SriLankan Airlines_1SriLankan Airlines, long in the forefront of global conservation efforts, have launched a new ‘Corporate Policy on the Carriage of Fauna & Flora on board SriLankan Aircraft’, to strengthen its numerous initiatives on species smuggling.


Captain Suren Ratwatte, CEO of SriLankan Airlines, said: “We believe that the launch of this policy will send a strong message to species smugglers, that we will not tolerate any activities that are unethical or endanger the survival of any species.

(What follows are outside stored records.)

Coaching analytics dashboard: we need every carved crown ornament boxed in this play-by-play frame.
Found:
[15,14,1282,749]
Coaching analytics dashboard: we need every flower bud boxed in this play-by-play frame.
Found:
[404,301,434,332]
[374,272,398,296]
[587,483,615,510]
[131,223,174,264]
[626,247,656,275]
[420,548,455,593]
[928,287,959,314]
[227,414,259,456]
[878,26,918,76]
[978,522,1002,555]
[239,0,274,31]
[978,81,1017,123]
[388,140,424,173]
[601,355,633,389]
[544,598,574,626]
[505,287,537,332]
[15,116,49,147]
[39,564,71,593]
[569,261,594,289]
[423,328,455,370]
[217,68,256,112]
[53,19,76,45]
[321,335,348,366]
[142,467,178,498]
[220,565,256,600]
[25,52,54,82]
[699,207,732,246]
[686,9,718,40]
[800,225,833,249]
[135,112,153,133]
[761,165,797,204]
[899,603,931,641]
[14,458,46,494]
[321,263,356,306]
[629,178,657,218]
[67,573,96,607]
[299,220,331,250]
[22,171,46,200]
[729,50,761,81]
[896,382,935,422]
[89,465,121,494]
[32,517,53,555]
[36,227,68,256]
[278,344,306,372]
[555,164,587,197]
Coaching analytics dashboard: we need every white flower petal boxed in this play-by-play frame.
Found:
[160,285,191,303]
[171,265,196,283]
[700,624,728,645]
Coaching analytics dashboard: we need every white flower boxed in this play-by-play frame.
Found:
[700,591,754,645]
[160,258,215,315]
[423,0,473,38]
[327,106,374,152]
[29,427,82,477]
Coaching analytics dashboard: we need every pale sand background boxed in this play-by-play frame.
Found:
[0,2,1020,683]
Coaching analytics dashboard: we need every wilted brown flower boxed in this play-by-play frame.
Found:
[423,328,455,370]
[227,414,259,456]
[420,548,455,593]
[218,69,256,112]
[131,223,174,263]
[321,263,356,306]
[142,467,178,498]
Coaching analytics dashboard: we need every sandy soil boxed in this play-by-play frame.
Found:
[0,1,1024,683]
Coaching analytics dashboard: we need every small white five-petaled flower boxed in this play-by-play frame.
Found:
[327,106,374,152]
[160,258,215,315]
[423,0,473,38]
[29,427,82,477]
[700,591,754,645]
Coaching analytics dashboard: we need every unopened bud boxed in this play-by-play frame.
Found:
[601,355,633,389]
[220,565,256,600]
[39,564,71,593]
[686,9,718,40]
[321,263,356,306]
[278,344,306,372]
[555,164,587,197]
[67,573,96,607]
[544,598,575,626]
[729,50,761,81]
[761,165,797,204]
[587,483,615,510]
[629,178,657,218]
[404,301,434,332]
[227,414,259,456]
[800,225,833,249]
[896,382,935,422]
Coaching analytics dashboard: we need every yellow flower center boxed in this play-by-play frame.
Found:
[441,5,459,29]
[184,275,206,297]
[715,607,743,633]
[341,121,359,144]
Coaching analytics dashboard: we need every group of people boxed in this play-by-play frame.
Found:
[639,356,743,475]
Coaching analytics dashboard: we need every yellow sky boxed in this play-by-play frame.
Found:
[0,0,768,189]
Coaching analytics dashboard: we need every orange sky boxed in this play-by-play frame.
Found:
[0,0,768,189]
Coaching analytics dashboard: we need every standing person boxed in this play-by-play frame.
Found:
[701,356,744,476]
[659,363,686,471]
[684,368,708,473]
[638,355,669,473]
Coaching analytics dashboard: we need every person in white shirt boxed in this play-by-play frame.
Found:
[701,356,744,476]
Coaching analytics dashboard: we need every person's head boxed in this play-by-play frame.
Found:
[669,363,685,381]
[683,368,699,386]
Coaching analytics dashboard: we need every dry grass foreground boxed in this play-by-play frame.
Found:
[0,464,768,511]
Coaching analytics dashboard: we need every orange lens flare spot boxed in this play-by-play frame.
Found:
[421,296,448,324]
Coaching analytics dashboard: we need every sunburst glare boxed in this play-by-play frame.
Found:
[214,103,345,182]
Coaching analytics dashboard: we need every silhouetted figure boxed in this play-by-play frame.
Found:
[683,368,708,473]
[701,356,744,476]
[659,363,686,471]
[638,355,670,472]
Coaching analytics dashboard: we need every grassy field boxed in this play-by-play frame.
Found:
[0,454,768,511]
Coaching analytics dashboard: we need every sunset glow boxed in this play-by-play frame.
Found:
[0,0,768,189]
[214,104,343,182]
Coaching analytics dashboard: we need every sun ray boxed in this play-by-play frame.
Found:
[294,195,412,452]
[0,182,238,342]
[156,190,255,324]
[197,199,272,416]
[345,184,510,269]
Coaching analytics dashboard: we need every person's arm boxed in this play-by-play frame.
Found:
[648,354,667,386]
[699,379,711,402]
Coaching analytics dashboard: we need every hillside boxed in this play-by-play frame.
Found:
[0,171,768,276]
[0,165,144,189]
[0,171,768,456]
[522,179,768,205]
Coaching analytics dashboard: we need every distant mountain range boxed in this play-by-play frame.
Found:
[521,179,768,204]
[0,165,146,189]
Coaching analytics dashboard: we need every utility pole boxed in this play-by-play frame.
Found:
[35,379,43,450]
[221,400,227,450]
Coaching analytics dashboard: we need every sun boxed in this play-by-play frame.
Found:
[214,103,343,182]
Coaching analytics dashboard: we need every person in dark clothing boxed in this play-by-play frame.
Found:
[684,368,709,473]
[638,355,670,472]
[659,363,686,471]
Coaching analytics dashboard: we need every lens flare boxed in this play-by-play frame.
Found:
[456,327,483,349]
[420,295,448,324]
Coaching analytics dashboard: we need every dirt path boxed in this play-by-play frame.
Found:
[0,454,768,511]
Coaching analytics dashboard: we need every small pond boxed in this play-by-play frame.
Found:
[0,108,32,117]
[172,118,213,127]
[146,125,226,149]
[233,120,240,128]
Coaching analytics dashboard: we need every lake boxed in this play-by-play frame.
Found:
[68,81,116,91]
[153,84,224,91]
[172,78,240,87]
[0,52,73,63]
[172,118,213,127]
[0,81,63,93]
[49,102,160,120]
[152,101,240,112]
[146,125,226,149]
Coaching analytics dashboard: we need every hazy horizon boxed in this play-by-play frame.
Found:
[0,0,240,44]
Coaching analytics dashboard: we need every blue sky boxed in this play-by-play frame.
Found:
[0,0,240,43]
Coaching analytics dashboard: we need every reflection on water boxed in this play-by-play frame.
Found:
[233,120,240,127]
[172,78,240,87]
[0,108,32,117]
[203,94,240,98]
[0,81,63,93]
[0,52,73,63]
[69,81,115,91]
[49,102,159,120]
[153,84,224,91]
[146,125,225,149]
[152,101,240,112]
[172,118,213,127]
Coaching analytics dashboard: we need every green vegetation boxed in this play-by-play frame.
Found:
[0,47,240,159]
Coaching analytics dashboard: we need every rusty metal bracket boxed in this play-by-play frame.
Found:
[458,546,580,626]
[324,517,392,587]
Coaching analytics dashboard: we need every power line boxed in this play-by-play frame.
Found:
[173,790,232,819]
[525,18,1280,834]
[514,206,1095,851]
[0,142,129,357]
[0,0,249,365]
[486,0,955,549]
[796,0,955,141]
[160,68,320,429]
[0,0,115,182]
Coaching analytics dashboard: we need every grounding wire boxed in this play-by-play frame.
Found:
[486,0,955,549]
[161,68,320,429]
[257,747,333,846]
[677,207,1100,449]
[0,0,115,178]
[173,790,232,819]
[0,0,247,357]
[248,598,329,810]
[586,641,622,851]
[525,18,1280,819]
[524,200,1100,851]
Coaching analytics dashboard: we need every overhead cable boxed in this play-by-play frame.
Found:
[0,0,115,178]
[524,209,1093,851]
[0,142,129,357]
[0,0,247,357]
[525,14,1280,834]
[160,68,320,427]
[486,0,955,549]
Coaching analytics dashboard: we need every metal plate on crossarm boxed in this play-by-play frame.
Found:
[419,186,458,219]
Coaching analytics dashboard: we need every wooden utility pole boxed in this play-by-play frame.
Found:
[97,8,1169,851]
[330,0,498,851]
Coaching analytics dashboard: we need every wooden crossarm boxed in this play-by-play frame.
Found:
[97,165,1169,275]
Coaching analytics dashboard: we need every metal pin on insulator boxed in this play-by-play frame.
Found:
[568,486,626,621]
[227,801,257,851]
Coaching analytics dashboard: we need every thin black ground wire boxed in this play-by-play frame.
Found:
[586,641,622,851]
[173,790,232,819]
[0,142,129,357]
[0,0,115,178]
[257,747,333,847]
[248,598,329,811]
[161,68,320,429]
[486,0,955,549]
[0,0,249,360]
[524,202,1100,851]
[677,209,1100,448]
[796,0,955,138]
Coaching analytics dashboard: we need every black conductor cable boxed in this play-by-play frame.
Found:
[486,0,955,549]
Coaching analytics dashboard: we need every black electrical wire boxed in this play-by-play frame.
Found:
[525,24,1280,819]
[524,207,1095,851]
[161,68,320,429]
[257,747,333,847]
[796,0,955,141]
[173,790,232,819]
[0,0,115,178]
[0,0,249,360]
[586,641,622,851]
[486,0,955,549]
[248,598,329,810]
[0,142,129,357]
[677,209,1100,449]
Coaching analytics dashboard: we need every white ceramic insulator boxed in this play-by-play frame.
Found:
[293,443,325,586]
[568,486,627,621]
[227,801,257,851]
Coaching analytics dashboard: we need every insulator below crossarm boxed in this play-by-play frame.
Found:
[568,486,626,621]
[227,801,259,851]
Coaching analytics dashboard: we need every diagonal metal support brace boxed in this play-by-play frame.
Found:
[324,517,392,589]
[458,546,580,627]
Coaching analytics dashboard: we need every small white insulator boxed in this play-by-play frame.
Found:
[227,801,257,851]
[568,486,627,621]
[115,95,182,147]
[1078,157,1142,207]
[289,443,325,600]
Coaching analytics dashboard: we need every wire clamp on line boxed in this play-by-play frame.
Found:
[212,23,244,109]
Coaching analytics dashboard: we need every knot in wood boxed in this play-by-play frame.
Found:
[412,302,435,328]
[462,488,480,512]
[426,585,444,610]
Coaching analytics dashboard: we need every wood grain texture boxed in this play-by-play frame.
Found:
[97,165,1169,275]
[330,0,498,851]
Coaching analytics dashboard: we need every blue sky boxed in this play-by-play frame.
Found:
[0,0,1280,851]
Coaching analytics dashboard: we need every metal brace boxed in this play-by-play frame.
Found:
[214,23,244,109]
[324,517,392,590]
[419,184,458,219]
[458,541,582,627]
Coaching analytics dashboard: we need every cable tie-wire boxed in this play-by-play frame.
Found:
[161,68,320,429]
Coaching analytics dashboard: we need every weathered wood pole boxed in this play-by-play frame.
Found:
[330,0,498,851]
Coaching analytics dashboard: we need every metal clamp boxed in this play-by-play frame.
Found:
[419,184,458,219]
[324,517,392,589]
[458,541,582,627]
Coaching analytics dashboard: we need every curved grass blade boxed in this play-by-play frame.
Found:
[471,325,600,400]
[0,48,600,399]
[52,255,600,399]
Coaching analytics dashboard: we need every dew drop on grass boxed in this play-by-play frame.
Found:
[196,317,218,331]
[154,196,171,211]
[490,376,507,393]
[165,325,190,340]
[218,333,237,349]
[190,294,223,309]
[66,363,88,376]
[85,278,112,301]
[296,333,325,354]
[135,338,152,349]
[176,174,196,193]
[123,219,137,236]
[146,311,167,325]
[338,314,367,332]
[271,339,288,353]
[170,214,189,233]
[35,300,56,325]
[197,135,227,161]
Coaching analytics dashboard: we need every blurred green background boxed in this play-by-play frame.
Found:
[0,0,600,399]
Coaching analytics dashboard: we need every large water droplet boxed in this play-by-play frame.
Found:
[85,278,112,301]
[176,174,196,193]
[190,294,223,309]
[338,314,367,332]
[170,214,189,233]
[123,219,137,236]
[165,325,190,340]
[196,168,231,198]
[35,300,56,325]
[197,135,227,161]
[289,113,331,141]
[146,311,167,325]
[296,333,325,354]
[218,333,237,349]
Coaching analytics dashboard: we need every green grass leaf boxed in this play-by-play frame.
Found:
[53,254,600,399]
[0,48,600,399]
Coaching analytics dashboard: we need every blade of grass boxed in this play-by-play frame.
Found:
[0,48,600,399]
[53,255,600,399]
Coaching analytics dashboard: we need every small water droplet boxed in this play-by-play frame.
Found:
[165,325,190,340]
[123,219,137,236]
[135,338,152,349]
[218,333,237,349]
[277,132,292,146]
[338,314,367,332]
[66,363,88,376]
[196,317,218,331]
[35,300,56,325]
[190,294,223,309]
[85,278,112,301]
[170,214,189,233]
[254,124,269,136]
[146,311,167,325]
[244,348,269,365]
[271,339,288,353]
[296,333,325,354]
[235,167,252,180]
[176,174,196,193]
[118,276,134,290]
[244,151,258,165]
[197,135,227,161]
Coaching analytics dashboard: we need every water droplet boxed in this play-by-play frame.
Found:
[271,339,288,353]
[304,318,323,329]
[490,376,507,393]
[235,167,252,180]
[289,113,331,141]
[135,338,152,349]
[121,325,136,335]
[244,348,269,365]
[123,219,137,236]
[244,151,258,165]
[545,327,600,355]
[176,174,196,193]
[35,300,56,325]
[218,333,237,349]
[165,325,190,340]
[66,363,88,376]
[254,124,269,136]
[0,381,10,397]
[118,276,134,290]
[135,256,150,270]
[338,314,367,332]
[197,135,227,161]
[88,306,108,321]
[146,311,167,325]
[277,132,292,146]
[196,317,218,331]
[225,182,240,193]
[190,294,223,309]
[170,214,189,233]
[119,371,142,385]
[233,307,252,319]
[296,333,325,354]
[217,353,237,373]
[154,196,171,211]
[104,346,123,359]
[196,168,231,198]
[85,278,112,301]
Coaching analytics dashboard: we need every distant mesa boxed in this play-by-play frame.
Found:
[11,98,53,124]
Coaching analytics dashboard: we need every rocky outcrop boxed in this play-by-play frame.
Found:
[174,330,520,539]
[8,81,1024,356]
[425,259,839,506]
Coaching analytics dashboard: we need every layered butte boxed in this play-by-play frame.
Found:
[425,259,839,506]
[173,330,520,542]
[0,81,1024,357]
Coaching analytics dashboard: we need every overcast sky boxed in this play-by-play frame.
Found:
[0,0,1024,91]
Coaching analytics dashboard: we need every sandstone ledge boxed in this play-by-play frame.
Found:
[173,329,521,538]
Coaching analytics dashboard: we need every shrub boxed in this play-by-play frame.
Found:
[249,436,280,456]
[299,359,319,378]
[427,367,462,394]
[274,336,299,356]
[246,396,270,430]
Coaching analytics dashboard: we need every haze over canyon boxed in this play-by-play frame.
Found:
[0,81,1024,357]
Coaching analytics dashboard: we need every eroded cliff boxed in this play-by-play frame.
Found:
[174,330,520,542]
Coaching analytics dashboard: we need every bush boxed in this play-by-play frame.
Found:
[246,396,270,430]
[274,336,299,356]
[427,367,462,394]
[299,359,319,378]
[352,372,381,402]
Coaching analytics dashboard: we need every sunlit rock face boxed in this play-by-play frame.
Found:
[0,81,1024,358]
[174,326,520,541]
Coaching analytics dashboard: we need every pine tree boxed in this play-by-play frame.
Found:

It is important that we as a National Airline, reaffirm our commitment to conservation and strengthen our policies and procedures.”


The policy reaffirms SriLankan’s resolve to follow established international conservation practices, including a total ban on transporting of wild game hunting trophies and any part of a species listed under the Convention on International Trade in Endangered Species (CITES); ban on transporting non-human primates destined for laboratories or laboratory suppliers; and the  strict adherence to  national regulations and applicable best practices in relation to proper documentation and approvals of regulatory authorities.


Pradeepa Kekulawala, Convener of SriLankan Airlines’ Green Initiatives and Head of Human Resources, said: “Our new Corporate Policy was formulated after much research on global trends in conservation, and a resolve to stay in the forefront of the anti-smuggling campaign for which we have gained a sound reputation over the last decade.”


Sri Lanka’s National Carrier is a pioneer of conservation in the global air transport industry ( and was only the sixth airline to be awarded the Quality Assurance Standard (QAS) Carbon Neutral Quality Mark for its Voluntary Carbon Offset Programme, ‘Flygreen’.


SriLankan Airlines became the first airline in Asia to introduce the concept of ‘Planet Friendly Flights’ as far back as 2009. Key elements of SriLankan’s efforts include creating public awareness on the need for conservation, and promoting ‘green’ endeavors often in partnership with global and national environmental organisations such as the Whale & Dolphin Conservation (WDC), Biodiversity Sri Lanka and IUCN, and launching ‘Green Clubs’ in schools. It is also part of IATA’s ʻUnited for Wildlifeʼworldwide drive to crack down on the illegal global trade in wildlife.